The Net Zero Strategy is that report for the sixth carbon budget, covering the period 2033-2037. It is important to note that despite being called the ‘Net Zero Strategy’ it is only obliged to cover as far as 2037 rather than getting to net zero by 2050, despite its title.
Here is how each organisation greeted the news that they’ve been given permission.
- Friends of the Earth say the Net Zero Strategy is ‘riddled with holes and omissions’ and that there is no assessment of the impact of the proposed policies, ie whether they will work. FoE are concerned that there is no promise to end the use of fossil fuels, a lack of investment to fund measures (echoing the Commons and Lords) and overreliance on technology that has not been rolled out yet (also a Commons concern). FoE are also challenging the Heat and Buildings Strategy;
- ClientEarth calls the Net Zero Strategy ‘pie-in-the-sky’. It says the government’s own baseline projections show that the emissions will be more than double the sixth carbon budget under August 2019 policies (and presumably any new ones since then will not close the gap);
- The Good Law Project calls the Net Zero Strategy ‘dangerously threadbare’. According to its published pre-application protocol letter, its challenge does cover sections 13 and 14 of the Climate Change Act 2008. However that letter identifies one ground of claim whereas the permission refers to ‘both grounds’, so the grounds have evolved since then. I deduce that the Good Law Project case reference is CO/199/2022, the ClientEarth one is CO/163/2022 and the Friends of the Earth one is CO/126/2022.

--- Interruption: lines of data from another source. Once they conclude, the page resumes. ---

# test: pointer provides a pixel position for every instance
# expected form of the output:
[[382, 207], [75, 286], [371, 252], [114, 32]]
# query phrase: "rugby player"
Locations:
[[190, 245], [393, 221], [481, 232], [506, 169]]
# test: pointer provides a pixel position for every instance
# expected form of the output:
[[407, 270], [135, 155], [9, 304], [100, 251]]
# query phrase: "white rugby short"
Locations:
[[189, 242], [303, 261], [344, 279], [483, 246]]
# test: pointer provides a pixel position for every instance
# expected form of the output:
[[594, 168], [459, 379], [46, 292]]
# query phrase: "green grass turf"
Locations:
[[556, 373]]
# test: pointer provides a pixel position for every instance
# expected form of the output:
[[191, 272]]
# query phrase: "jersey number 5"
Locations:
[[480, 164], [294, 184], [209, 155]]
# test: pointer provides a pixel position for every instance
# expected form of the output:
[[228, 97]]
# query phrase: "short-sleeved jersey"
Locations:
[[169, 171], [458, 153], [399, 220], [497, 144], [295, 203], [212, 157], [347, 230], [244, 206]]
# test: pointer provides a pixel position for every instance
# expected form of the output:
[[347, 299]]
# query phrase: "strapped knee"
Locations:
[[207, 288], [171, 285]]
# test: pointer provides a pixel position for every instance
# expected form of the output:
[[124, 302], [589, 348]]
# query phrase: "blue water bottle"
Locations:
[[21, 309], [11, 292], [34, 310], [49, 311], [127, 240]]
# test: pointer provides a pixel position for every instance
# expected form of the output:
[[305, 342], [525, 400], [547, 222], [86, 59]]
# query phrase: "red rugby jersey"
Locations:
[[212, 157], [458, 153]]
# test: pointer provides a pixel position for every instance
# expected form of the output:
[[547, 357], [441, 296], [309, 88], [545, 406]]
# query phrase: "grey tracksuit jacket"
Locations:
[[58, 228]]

The challenges are not unadjacent to one launched by Plan B Earth that was unsuccessful in December 2021 and can be found here. It concerned the same sections of the Climate Change Act 2008, however it was not directed at the Net Zero Strategy and was more nebulous as a result.
The challenges will be heard in the High Court on 8 and 9 June. The judgment will be a few months after that.
If Friends of the Earth et al aren’t keen on the Net Zero Strategy it will be interesting to see how they react to the government’s much anticipated Energy Security Strategy when it is published (next week Boris?), which is expected to provide support for the continued and new extraction of North Sea oil and gas in response to the Russian invasion of Ukraine. ‘Plan B appealed to the Court of Appeal but were turned down on 24 March, as set out here.